À medida que a enfermeira segue lendo, vai ganhando confiança. As frases vão ficando mais claras, menos entrecortadas. Ao final da leitura, o professor pergunta: "Bom, o que achou?". Ela responde: "Legal". E ele emenda: "Resposta inaceitável! Do que trata o poema?". "Não sei", diz sinceramente a jovem. "Sabe!" Fala o professor de forma irreparável. E a inquiri: "Do que se trata?" "De perder?", indaga ela. "Perder o quê?", pergunta o mestre uma vez mais. "O amor?, interroga ela. "Ah!", diz ele: "E como é isso? O amor foi perdido? A Bishop escreveu sobre uma possibilidade, probabilidade, o quê?". "Bom... No início ela está falando de perder coisas. Tipo, chaves. E, aí, ela perde um continente". "Ela fica grandiosa", completa o professor. "É, concorda a enfermeira. E o modo como ela diz é como se não se importasse". "Ah! E o tom? Diria que é desprendido?", instiga o professor. "Eu acho que ela quer parecer que é assim, porque ela sabe, no fundo, o quanto é ruim perder", ajuíza a jovem. E o professor continua as perguntas: "Perder o quê? Ou quem? É um amor?". Ao que a enfermeira responde: "Não. É um amigo". "Nota dez!, elogia o professor, Garota experta!".

O que aconteceria, caro leitor, se o professor não instigasse a enfermeira, naquela situação aluna, a perseverar na leitura, apesar da evidente dificuldade? Se ele, professor, não acreditasse que ela pudesse ser capaz de aprender, de se superar? Quantas competências aquele professor não trabalhou de uma só vez! Autoestima, oralidade, interpretação, lógica... O professor não tinha como saber ali, naquele primeiro encontro, mas a história da enfermeira ao longo do filme nos apresenta uma jovem considerada a ovelha negra da família; que nada do que faz é certo; o tipo de pessoa que as outras rotulam como perdida, fracassada, sem jeito.

Os professores têm este poder... Poder de olhar no fundo dos olhos de seus alunos e lhes dizer, mostrar que são capazes.
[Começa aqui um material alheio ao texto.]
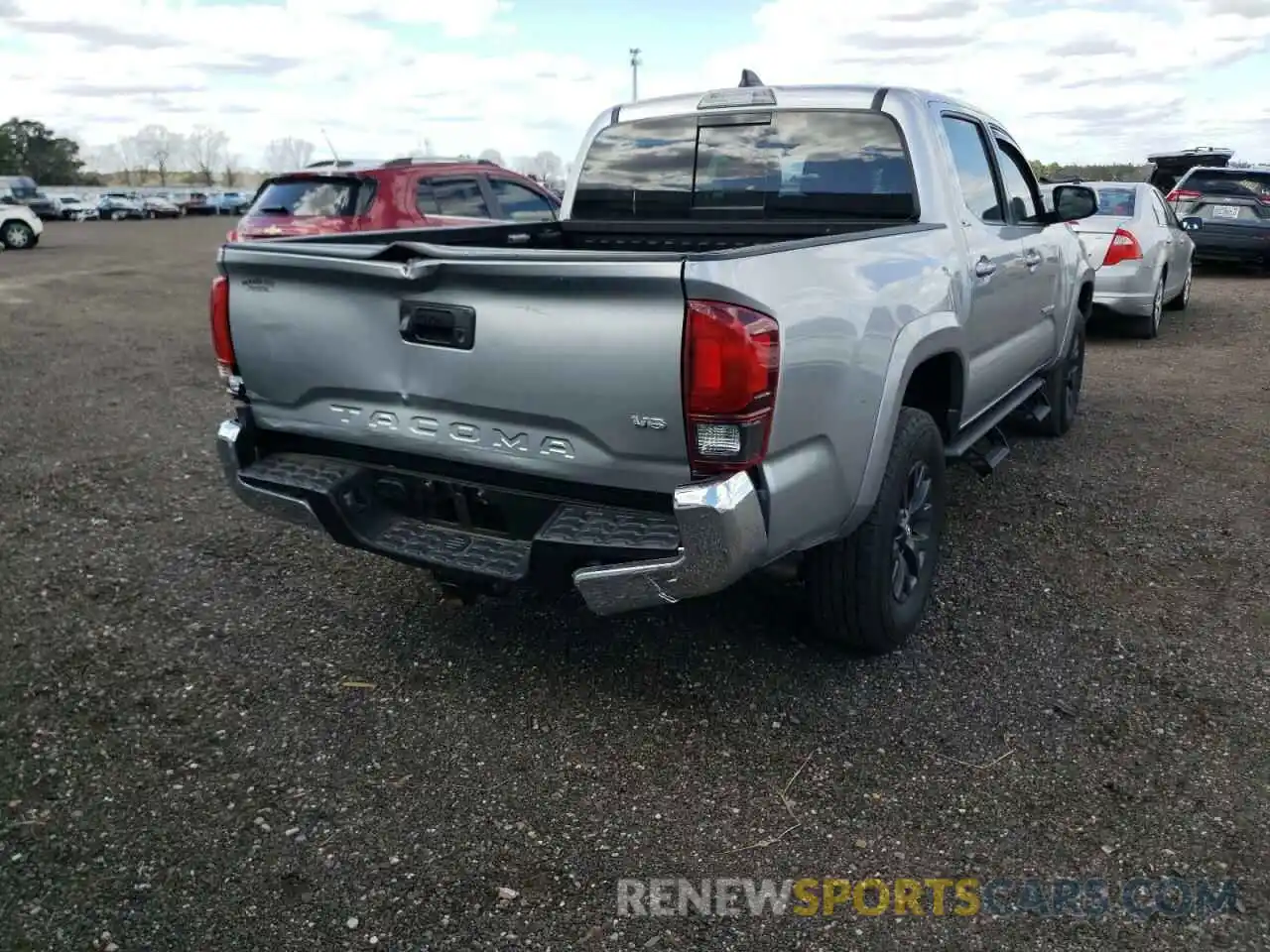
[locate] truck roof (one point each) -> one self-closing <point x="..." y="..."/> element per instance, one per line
<point x="808" y="96"/>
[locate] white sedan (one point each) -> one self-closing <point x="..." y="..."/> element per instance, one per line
<point x="1141" y="253"/>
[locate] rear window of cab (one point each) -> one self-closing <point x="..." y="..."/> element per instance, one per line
<point x="313" y="197"/>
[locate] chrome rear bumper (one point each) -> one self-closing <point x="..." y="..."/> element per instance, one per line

Os educadores têm o poder para fazer as perguntas certas, até que o aluno lhe dê uma resposta 100% certa; de elogiar, somente quando este mesmo aluno fizer mais do que lhe foi pedido e não antes. Não diante do que se espera dele, do corriqueiro, das tarefas banais.

A propósito, caro leitor, termino este artigo com o belo poema de Elizabeth Bishop, lido pela enfermeira ao professor cego: One Art - "A arte de perde não é um mistério. Tantas coisa contém em si o acidente de perdê-las, que perder não é nada sério. Perca um pouquinho a cada dia. Assim aceite austero a chave perdida... Perdi duas cidades, dois rios e um continente. Tenho saudades deles, mas não é nada sério. Mesmo perder você, o sorriso, a voz que eu amo, não muda nada. Pois é evidente que a arte de perder não chega a ser mistério. Por muito que pareça (escreve) muito sério".